One of Islam’s admirable features is the adhan, or call to prayer. Five times a day, a signal goes out from a high place in a mosque alerting all Muslims within earshot that it’s time to pause from their activities and offer one of the short daily prayers that are part of Islamic ritual duty. The regular, corporate nature of this practice fosters strong religion. It draws believers together in a habitual common act; it reminds them to place worship—as an act of justice owed to God—before the demands of life in the world.
Wouldn’t it be great if Christianity offered something similar?
Well, it does. I’m not talking about the Liturgy of the Hours, which, although accessible to the laity has through history largely been a practice of religious. I’m talking about a simple prayer, meant to be said daily, that commemorates the central Christian mystery.
At noon each day in the Catholic Answers office, the voice of our chaplain, Fr. Vincent Serpa, crackles across the intercom system (we recently had it upgraded, but it still has the audio qualities of a McDonald’s drive-thru window). All of us—at our desks, in the kitchen, conversing in the hallway—pause, stand, and recite after him:
The angel of the Lord declared unto Mary
And she conceived by the Holy Spirit.
Behold the handmaid of the Lord
Be it done unto me according to thy word.

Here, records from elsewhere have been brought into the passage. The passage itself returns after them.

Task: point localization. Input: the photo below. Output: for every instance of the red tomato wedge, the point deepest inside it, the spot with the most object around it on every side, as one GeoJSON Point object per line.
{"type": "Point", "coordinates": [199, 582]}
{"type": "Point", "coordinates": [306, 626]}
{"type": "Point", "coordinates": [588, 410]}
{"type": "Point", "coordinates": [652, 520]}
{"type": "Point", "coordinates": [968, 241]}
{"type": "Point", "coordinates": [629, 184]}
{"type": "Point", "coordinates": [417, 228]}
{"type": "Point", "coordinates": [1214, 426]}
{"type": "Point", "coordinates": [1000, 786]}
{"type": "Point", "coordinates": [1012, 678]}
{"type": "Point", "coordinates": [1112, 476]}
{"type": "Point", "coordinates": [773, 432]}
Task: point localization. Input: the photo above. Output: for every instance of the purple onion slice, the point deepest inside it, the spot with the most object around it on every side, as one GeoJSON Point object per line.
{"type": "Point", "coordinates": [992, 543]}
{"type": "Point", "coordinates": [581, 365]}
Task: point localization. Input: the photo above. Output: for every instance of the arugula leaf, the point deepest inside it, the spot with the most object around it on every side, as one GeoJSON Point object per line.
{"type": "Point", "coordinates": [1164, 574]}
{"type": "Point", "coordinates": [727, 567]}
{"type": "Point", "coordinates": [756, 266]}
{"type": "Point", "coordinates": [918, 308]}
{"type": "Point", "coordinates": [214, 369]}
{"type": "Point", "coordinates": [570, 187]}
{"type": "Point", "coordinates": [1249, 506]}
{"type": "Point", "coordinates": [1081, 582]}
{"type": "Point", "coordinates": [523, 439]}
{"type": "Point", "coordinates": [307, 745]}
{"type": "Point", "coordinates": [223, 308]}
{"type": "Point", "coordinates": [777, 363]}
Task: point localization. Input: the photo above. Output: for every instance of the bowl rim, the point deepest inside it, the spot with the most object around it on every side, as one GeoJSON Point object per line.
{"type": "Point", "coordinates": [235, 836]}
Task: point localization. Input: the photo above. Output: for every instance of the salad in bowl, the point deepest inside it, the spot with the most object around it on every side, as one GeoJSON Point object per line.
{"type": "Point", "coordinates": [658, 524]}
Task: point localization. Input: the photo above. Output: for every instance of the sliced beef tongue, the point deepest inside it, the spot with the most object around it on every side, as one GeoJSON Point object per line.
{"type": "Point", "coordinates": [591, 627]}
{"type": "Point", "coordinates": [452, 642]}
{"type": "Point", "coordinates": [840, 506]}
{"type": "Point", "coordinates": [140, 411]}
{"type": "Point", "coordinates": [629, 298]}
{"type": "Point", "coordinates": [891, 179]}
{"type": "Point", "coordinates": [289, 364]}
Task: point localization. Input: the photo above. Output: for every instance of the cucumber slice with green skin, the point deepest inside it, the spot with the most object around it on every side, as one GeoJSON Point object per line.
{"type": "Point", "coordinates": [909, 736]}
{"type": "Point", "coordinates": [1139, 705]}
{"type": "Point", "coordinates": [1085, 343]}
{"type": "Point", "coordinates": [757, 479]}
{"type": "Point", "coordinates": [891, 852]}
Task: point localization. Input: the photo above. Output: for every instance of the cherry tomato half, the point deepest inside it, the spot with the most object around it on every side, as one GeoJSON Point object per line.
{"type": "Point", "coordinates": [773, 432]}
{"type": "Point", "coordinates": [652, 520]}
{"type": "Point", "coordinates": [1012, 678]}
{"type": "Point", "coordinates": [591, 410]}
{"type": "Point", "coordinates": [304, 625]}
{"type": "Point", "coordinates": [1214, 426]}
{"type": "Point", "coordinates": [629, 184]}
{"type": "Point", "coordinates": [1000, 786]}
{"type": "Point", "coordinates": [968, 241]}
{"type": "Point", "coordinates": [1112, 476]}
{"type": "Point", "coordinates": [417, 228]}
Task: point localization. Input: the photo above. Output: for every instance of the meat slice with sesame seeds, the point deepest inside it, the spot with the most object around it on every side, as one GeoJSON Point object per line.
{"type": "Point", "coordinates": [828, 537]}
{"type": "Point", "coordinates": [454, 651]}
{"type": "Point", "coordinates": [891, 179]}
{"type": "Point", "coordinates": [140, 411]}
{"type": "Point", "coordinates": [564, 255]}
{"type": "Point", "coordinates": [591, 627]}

And the Word was made flesh
And dwelt among us. (Here we genuflect.)
Pray for us, O holy Mother of God
That we may be made worthy of the promises of Christ.
A Hail Mary is offered between each response, and the prayer ends with an invocation of the mystery of the Incarnation, and a petition to God that we might benefit eternally from the merits of the Cross.
This is the Angelus, and it is traditionally offered at 6 a.m., noon, and 6 p.m. every day. It is one of the simplest yet most profound prayers in the Church: daily recalling to our minds that universe-shaking moment when the omnipotent, eternal God, through the consent of a teenage girl, willed himself to become a human embryo. It is so immense and absolute an idea that the very words almost resist being typed.
By praying the Angelus, boldly repeating the same words that set our salvation in motion even as we had just been eating or playing golf or watching TV, we reflect and re-present the Incarnation’s radical parameters. A little over 2,000 years ago in ancient Judea, the world was just going about its business when suddenly the King of the world burst into it and nothing was ever the same. Yet the world continued on its course, watching and waiting for the revelation of the gospel (in Christ’s ministry, now past) and the glory of the kingdom (in his Second Coming, still future). In the Angelus we interrupt our business to recognize the import of that moment, then we, too, go back to the mundane labors and pleasures that make up regular life, watching and waiting for Christ to complete his work in us.
On this Solemnity of the Annunciation (which commemorates the Incarnation; like all things Marian its focus is ultimately Jesus), as many of us surface from our Lenten penances for one last breath before plunging into the disciplines of Holy Week, I would encourage all Catholics to make regular recitation of the Angelus a feature of your personal—and familial—prayer life. Let there never be an hour anywhere on earth when we do not recall that ineffable moment. God is with us.